Not all operators may be pre-generated in Spox. A simple way to embed a custom operator in Spox is to use inline with a hand-crafted call with the operator. A wrapper can also perform basic type checking and process some attributes. We’ll use the example of the non-standard Inverse operator, available in onnxruntime.

[7]:
def inverse(m: Var) -> Var:
    # Asserts argument is a tensor and checks its dtype
    dtype = m.unwrap_tensor().dtype
    # Do a basic type check
    if dtype not in (np.float32, np.float64):
        raise TypeError("Input element type expected to be float32/float64.")
    # We'll use this to construct type information for inlined model input/output
    tensor_dtype = onnx.helper.np_dtype_to_tensor_dtype(dtype)
    # Construct the inlined model
    inverse_model = onnx.helper.make_model(
        onnx.helper.make_graph(
            [onnx.helper.make_node("Inverse", ["i"], ["o"], domain="com.microsoft")],
            "inverse_graph",
            [onnx.helper.make_tensor_value_info("i", tensor_dtype, (None, None))],
            [onnx.helper.make_tensor_value_info("o", tensor_dtype, (None, None))]
        ),
        opset_imports=[
            onnx.helper.make_opsetid("", 16),
            onnx.helper.make_opsetid("com.microsoft", 1)
        ]
    )
    # Inline the model into Spox - unpack the only output into m1
    (m1,) = inline(inverse_model)(m).values()
    return m1

In this case, Spox will use the type information in the constructed model to check that the passed argument is a matrix (tensor of rank 2).
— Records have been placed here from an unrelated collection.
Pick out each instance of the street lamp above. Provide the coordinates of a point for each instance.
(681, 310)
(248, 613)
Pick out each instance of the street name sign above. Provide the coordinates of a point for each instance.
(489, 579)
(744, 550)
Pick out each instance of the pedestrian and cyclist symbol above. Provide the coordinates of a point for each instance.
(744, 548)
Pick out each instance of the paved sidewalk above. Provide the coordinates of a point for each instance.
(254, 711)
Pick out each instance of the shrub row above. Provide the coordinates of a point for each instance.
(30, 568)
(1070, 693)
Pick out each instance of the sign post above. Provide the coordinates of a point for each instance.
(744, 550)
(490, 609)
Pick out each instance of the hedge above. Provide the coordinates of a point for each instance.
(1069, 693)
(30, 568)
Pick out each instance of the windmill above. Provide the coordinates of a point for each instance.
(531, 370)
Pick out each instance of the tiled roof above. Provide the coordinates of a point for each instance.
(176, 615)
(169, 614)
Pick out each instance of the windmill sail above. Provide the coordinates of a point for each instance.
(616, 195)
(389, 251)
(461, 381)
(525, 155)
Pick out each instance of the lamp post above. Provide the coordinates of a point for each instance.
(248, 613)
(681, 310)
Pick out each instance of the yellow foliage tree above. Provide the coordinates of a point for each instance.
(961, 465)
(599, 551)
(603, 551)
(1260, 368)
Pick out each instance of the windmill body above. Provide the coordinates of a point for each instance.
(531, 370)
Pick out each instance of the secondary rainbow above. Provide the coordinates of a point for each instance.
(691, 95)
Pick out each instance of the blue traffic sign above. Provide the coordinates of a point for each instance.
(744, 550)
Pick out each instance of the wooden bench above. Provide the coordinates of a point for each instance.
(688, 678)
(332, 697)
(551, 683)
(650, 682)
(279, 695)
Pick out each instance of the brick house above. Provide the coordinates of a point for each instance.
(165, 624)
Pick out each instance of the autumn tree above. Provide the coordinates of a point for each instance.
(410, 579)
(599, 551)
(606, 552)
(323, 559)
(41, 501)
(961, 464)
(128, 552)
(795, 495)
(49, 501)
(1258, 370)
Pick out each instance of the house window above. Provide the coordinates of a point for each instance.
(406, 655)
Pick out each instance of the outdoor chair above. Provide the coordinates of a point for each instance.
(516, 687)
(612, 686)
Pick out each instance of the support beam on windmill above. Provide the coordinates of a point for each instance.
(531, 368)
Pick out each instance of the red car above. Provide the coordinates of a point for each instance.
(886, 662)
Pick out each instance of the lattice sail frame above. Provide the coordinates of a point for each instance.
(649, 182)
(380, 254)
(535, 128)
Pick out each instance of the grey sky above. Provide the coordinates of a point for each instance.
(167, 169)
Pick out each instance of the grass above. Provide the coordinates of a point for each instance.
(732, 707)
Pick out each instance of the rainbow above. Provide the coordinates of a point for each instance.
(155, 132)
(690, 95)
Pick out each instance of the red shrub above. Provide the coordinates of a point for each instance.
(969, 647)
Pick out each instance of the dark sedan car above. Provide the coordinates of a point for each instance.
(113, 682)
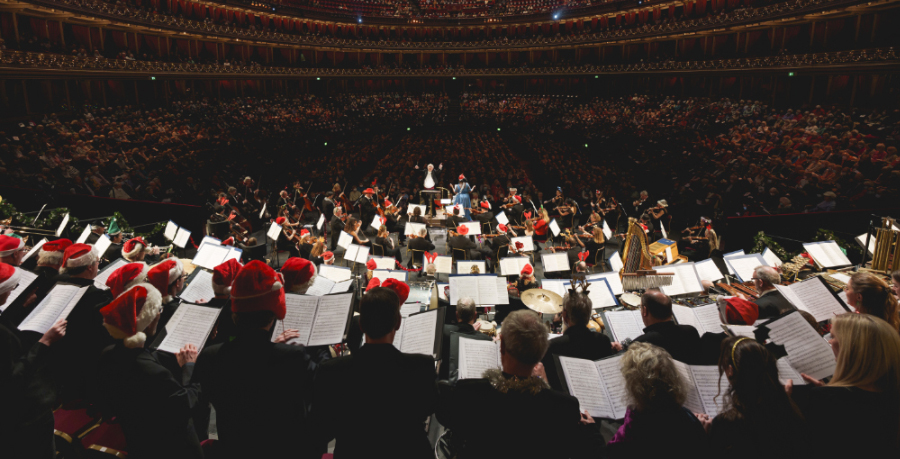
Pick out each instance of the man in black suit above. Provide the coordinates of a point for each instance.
(771, 302)
(531, 410)
(681, 341)
(464, 328)
(578, 340)
(396, 392)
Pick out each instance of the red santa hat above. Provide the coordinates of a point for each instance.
(223, 276)
(10, 245)
(738, 311)
(257, 287)
(9, 278)
(527, 270)
(127, 316)
(126, 277)
(52, 252)
(400, 288)
(164, 274)
(133, 247)
(77, 256)
(297, 273)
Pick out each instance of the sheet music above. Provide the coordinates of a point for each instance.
(465, 267)
(771, 259)
(684, 281)
(555, 261)
(100, 280)
(708, 271)
(512, 266)
(744, 265)
(103, 243)
(625, 324)
(786, 372)
(444, 264)
(62, 225)
(413, 228)
(476, 357)
(827, 254)
(384, 262)
(301, 311)
(25, 280)
(321, 286)
(34, 250)
(57, 305)
(527, 243)
(814, 297)
(554, 227)
(331, 320)
(190, 324)
(615, 263)
(84, 234)
(384, 274)
(419, 332)
(335, 273)
(585, 384)
(200, 288)
(729, 255)
(807, 351)
(171, 229)
(181, 237)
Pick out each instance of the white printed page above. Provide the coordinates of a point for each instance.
(615, 283)
(611, 373)
(331, 320)
(807, 351)
(625, 324)
(585, 384)
(419, 333)
(189, 325)
(55, 306)
(708, 271)
(25, 280)
(476, 357)
(200, 288)
(301, 312)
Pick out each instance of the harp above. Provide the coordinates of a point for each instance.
(637, 264)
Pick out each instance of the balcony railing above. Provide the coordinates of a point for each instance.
(50, 65)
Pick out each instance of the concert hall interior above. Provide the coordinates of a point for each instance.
(449, 228)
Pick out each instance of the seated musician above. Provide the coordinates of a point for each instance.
(578, 340)
(528, 405)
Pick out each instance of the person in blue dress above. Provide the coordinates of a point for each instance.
(461, 195)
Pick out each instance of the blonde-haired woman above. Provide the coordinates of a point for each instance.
(857, 414)
(656, 424)
(871, 295)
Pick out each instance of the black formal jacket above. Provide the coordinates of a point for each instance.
(466, 330)
(577, 342)
(153, 407)
(681, 341)
(395, 391)
(261, 392)
(773, 304)
(538, 422)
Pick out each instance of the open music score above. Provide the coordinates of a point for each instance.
(191, 324)
(55, 306)
(321, 320)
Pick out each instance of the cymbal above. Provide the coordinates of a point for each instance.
(543, 301)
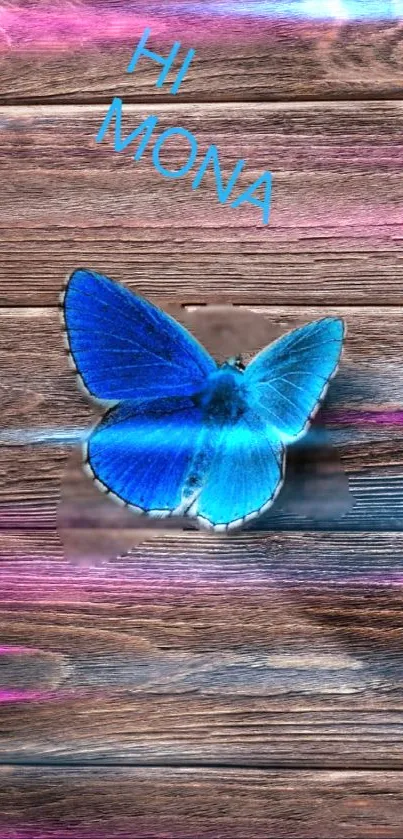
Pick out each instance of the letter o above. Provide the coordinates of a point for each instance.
(168, 173)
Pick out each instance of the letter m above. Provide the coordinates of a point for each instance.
(115, 112)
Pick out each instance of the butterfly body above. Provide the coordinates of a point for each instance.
(224, 396)
(184, 436)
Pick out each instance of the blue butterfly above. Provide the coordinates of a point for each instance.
(184, 436)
We additionally assert the dtype is float32 or float64.

We can now use the wrapper in Spox.

[8]:
f = argument(Tensor(float, ('N', 'N')))
g = op.matmul(f, inverse(f))
eye_model = build({'f': f}, {'g': g})

The model performs the toy computation of \(F F^{-1}\), which obviously should equal \(\mathbf{I}\) (unless \(F\) isn’t invertible). We can check this is the case when eye_model is run in ONNX Runtime:

[9]:
(result,) = run(eye_model, f=np.array([[3., 7.], [1., 3.]]))
assert np.isclose(result, np.eye(2)).all()
result
[9]:
array([[1.00000000e+00, 6.66133815e-16],
       [0.00000000e+00, 1.00000000e+00]])

Converter libraries

Lastly, it is worth noting how Spox can use the product of other converter libraries. In practice this reduces to a simple routine: it is enough to make the existing library produce an onnx.ModelProto which can be passed to inline. The only requirement is knowledge of the signature (model inputs/outputs). Some metadata written to the model may be lost (like e.g. docstrings).

For example, we could use skl_model = skl2onnx.to_onnx(Pipeline([...])) and then pass this to Spox via inline(skl_model)(...).